The undersigned hereby revokes any other proxy to vote at such Annual Meeting of Stockholders and hereby ratifies and confirms all that said proxies, and each of them, may lawfully do by virtue hereof. The undersigned also acknowledges receipt of the Notice of the Annual Meeting of Stockholders, the proxy statement and the annual report on Form 10-K for the year ended December 31, 2007, which were furnished with this proxy.

(continued and to be signed on the reverse side)


(continued from other side)

THIS PROXY, WHEN PROPERLY EXECUTED, WILL BE VOTED IN ACCORDANCE WITH THE INSTRUCTIONS BELOW, OR IF NO INSTRUCTIONS ARE INDICATED, THIS PROXY WILL BE VOTED FOR PROPOSALS ONE AND TWO, AND IN ACCORDANCE WITH THE DISCRETION OF THE PROXY HOLDERS WITH REGARD TO ANY OTHER MATTERS PROPERLY BROUGHT TO A VOTE AT THE ANNUAL MEETING OR ANY ADJOURNMENT OR POSTPONEMENT THEREOF.

 

  1. Election of Class II Directors.

Nominees standing for election:

 

Joshua L. Berman    ¨    FOR    ¨    WITHHOLD AUTHORITY
Sol Khazani    ¨    FOR    ¨    WITHHOLD AUTHORITY
Robert J. Majteles    ¨    FOR    ¨    WITHHOLD AUTHORITY

 

  2. Ratification of Ernst & Young LLP as the independent auditors of U.S. Auto Parts Network, Inc. for the fiscal year ending December 31, 2008.

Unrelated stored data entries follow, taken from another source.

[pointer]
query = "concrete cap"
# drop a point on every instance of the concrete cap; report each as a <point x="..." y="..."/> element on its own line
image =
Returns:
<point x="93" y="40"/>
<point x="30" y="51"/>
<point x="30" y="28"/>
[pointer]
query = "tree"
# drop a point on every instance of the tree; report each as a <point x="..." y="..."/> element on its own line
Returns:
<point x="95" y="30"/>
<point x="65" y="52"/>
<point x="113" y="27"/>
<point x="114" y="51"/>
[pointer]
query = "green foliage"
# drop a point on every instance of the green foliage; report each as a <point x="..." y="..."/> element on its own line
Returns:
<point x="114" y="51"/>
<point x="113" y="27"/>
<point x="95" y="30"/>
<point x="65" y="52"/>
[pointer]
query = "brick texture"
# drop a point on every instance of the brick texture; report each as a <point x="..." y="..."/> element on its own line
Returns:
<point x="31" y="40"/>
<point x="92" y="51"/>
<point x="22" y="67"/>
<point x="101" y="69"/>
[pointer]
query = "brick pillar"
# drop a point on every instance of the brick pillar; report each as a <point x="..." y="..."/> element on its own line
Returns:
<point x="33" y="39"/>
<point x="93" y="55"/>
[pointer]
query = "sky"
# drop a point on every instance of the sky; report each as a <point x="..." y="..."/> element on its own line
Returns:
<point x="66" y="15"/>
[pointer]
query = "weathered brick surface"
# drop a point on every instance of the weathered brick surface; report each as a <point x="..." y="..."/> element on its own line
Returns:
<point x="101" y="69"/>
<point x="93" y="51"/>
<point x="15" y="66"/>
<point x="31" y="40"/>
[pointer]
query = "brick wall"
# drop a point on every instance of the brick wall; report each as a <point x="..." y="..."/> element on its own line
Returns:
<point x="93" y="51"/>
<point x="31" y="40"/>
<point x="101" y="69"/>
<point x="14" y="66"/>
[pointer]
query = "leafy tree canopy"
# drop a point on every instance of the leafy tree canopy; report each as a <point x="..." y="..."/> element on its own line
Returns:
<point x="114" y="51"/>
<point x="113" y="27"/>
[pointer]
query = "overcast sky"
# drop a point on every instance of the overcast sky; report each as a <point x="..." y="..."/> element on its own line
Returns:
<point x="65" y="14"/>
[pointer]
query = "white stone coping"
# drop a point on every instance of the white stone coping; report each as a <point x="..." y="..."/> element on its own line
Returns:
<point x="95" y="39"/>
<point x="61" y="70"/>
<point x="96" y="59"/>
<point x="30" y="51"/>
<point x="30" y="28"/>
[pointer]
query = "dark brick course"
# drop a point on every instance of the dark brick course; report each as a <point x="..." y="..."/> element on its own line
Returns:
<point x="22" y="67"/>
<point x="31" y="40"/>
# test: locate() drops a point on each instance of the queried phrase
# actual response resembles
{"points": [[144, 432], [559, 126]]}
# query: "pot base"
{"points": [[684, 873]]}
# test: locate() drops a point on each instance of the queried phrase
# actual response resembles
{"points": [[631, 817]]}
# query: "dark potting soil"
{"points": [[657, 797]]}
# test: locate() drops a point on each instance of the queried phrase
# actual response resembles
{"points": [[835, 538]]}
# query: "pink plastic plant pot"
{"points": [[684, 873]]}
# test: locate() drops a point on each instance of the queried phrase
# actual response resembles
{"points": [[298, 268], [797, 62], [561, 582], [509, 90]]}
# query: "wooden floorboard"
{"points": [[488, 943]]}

¨ FOR             ¨ AGAINST             ¨ ABSTAIN

 

MARK HERE FOR ADDRESS CHANGE AND INDICATE NEW ADDRESS

   ¨  

MARK HERE IF YOU PLAN TO ATTEND THE MEETING

   ¨  

 

Date:     
   
  Signature
   
  Signature

NOTE: This proxy must be signed exactly as your name appears hereon. Executors, administrators, trustees, etc., should give full title as such. If the stockholder is a corporation, a duly authorized officer should sign on behalf of the corporation and should indicate his or her title.

PLEASE MARK, SIGN, DATE AND RETURN THIS PROXY CARD PROMPTLY USING THE ENCLOSED ENVELOPE.